I've got these montelukast pills I am reading they cost under 10.00 to make, market, distribute but the pharmacy marks it as 170.00 for these tiny pills that barely do anything. It's for allergies.

I don't pay 170.00 but I think it's kinda scammy that "list price" can even exist.
6
Voicelessness and Emotional Survival Message Board / Re: Health Updates
« Last post by Hopalong on May 13, 2026, 02:59:20 PM »
Pup got some kind of bird bone outside and I heard him crunching in the gap between bed and wall. I was trying to reach the bone splinters to get them away from him and my body decided to fall gracefully over the side of the mattress and land me on my head. OW.

I drove to the ER, not worried but just obeying Dr Google, got a CT brain scan (I'm okay, no bleed) and all is well. Just another mortality reminder.

It'll make for a fun addition to the Organ Recitals, though. Milking it for all it's worth, as usual.

hugs
Hops
7
Voicelessness and Emotional Survival Message Board / Re: Anything again
« Last post by Hopalong on May 13, 2026, 02:46:17 PM »
AWESOME!
I remember when you used to talk about nature and its beauty often...so glad you got out in it again. SO healing.

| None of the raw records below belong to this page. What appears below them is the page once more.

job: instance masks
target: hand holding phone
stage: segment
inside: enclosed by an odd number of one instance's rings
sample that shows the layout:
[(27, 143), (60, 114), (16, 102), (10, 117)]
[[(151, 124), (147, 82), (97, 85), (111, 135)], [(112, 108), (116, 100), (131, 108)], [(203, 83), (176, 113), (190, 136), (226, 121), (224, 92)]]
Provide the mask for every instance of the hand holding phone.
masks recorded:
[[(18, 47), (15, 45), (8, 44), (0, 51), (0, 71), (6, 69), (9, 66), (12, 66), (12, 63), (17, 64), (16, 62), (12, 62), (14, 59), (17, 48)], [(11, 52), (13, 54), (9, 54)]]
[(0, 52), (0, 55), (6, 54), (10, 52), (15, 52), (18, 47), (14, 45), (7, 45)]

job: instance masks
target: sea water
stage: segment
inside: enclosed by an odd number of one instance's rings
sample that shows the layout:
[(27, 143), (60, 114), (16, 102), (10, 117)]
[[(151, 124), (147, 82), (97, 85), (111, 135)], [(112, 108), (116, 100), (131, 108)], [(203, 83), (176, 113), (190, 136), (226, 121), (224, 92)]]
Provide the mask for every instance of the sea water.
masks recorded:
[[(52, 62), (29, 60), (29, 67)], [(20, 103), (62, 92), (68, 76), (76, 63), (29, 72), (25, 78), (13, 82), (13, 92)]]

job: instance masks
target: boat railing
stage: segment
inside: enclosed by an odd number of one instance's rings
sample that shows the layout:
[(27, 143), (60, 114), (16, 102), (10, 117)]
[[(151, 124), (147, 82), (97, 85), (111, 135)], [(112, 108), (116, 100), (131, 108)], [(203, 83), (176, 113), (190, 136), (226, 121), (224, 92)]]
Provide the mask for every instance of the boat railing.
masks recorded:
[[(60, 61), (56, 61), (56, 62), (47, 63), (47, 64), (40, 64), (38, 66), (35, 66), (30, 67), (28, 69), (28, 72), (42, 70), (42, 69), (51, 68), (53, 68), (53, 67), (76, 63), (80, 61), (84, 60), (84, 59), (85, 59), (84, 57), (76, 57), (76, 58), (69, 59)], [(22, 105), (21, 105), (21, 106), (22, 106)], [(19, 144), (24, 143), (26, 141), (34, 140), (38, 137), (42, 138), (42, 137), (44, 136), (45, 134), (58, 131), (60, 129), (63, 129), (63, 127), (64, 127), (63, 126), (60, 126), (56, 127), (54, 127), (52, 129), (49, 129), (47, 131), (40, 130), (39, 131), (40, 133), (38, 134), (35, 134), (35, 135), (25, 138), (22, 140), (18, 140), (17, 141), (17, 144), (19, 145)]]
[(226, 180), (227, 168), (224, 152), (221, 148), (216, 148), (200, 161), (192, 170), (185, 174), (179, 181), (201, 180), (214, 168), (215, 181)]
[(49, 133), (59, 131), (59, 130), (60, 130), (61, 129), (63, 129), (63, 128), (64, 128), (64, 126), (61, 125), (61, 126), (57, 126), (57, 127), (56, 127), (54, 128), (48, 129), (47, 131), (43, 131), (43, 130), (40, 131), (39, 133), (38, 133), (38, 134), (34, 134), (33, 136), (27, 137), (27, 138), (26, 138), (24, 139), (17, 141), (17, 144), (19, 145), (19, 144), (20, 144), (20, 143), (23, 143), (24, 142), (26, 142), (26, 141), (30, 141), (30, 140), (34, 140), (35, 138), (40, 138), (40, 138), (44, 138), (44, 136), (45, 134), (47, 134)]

Ditto "hanging with a friend." Hoomins need to rub shoulders with hoomins. I think anxious thinking gets mitigated when social contacts are built into life. Doesn't have to be daily, but regularly.

Yay, you, Hippie!

hugs
Hops
8
Voicelessness and Emotional Survival Message Board / Re: Anything again
« Last post by Dirty Hippy on May 12, 2026, 09:02:20 PM »

Went hiking with new friend... it was really nice. Was worth all the effort. Felt like a very long day.
9
Voicelessness and Emotional Survival Message Board / Re: Anything again
« Last post by Dirty Hippy on May 12, 2026, 10:43:17 AM »

-- Waking up here

-- I am going to meet a friend and I am feeling stressed about it -- going to meet them and then they are going to drive -- control freak part of me I guess is stressing about stuff like -- what if something happens -- what if I get stranded -- I hope I am not turning into a paranoid narcissist --

-- I think it's going to be a hot day here

-- I don't need to over plan this day but my brain wants to overplan it.

-- I should just take a shower -- water load before I leave so that I am pre hydrated and just give up on the rest

-- I feel tired I think I didn't sleep well

I feel I should not be hanging out with a friend but I've found that I am not being particularly productive recently.

If I say to myself go sit in cafe and work on stuff -- I sit there kinda space out and don't work on stuff.

clearly I need to do something different because my soul is registering my current attempts at being productive as fruitless --- Do A -- Get B - Failure and bad experience

Do C -- and get D mystery outcome idk

Anyhow I do think the therapist has kind of helped me see that I've got a lot of layers of stress "trauma" piling on like a layer cake. -- a series of just too many things not going well but then of course I feel like it's a weakness in me which causes stuff to go very badly anyhow I need to go into departure mode.
10
Voicelessness and Emotional Survival Message Board / Re: Anything again
« Last post by Dirty Hippy on May 12, 2026, 10:34:29 AM »

And......in 100 years, what will it matter?